Qual é o café que bebe em casa? 
Usamos o Delta Diamante, moído numa máquina na altura. Para mim, é o melhor.
Quantos cafés toma por dia? 
Quatro é garantido. Bebo ao jantar e não me tira o sono, até me dá.
A revista “Exame” colocou-o como o 12º empresário mais rico do país. Onde é que tem os 400 milhões de euros que lhe atribuem? 
Eu trabalho para a empresa e a empresa trabalha para mim. As nossas máquinas, os nossos departamentos são pagos com o dinheiro da empresa, isso representa um património beneficiado e calculado através das nossas contas. Às vezes começo a rir, porque no dia a dia só preciso de ter o que tenho aqui no bolso, sempre aqui no bolso direito e todo contado.
E é quanto? 
Duzentos euros. Dá para muitos dias. Se vou ao restaurante pago com o meu cartão, que é da empresa. Mas não vou a restaurantes assim de qualquer maneira. [No dia em que a entrevista foi feita, uma sexta-feira, ainda tinha 150 euros no bolso]
Ainda recorre à banca? 
Quando é necessário, sim. Agora, comprar coisas, com o dinheiro da banca para ter rendimento, nem pensar.
Reformar-se está nos seus planos? 
Reformar-me era uma grande desgraça para mim. Depois não tinha mais nada que fazer, morria mais depressa e eu quero viver mais anos. Quero sentir o palpitar do coração.
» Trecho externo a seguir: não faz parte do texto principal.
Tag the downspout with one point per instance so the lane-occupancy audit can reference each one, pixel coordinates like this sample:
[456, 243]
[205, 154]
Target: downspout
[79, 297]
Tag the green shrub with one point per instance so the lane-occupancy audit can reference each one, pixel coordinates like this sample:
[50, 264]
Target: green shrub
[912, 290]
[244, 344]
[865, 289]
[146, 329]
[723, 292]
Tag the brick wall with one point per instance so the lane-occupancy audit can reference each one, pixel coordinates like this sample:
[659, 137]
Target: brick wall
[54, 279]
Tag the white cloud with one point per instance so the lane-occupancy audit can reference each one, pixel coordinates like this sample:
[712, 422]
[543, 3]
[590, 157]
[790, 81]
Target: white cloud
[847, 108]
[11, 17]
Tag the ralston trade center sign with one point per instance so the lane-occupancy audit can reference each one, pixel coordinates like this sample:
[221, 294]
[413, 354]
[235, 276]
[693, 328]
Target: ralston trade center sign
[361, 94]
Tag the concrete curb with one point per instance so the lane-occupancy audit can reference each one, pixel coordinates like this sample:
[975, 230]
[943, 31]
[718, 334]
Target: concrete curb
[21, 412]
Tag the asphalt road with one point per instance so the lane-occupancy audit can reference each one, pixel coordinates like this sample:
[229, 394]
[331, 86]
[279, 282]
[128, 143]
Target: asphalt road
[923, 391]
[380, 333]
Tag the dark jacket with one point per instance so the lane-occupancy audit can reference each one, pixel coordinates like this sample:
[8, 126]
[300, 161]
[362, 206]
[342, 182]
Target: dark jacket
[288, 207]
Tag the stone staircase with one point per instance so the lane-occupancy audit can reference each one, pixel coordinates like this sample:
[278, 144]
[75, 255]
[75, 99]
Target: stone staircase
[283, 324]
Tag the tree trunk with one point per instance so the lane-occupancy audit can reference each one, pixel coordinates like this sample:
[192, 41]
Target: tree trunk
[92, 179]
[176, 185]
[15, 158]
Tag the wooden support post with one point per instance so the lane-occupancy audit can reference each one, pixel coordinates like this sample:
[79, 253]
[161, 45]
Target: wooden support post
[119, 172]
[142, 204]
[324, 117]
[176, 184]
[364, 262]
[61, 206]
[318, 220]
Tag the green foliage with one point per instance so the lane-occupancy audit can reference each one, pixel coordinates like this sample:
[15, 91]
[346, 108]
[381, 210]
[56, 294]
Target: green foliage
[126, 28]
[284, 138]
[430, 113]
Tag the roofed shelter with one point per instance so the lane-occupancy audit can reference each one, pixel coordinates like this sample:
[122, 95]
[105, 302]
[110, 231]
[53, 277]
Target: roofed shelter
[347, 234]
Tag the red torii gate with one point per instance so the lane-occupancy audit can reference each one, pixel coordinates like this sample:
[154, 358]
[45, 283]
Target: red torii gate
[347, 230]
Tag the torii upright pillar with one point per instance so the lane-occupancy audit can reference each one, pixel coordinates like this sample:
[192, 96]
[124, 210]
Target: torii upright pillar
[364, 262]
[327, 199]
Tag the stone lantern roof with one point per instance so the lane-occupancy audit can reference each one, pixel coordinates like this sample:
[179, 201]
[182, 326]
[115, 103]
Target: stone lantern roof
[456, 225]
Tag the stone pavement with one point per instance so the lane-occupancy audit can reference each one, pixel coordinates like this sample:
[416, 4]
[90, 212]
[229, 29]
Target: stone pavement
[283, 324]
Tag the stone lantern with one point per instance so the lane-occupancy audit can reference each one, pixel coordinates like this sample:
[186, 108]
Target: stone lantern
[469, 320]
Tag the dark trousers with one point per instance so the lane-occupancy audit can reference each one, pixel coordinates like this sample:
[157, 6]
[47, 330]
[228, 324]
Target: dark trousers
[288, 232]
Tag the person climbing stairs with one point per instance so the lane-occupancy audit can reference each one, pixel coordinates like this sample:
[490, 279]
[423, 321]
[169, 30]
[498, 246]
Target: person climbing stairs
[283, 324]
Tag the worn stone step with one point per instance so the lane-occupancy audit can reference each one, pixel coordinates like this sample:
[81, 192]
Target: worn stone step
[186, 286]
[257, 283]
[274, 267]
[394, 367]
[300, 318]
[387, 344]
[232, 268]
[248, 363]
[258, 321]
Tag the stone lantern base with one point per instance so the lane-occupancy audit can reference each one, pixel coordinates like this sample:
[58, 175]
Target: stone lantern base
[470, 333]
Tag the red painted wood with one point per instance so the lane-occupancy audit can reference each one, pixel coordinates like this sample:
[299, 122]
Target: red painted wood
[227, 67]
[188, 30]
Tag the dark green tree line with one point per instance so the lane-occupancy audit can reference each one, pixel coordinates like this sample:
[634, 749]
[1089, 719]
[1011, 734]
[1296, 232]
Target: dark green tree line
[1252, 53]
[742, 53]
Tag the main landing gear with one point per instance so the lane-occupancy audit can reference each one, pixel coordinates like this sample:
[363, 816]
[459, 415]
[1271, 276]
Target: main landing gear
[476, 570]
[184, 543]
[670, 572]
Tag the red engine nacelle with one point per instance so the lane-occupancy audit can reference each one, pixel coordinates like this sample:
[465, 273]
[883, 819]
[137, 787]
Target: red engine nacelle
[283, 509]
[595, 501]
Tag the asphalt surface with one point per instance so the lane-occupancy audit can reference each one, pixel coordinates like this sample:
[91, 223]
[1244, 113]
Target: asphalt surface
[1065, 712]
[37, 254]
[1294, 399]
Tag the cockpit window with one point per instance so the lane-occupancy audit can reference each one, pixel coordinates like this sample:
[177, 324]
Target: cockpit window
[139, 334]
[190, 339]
Passam a vida a pedir-lhe emprego... 
Ah, sim, valha-me Deus! Todos os dias.
Já alguma vez disse que não? 
Não posso dizer a todos que sim. Onde há esperança, também temos de dar esperança. Não digo a ninguém que não. Muitas vezes afirmo: “O lugar tu é que o vais conquistar” — e quem o quer conquistar tem de trabalhar para ele. Por isso é que digo que não é o dar, é o distribuir. Quando uma pessoa diz que não, também fica comprometida, um pouco menos saudável.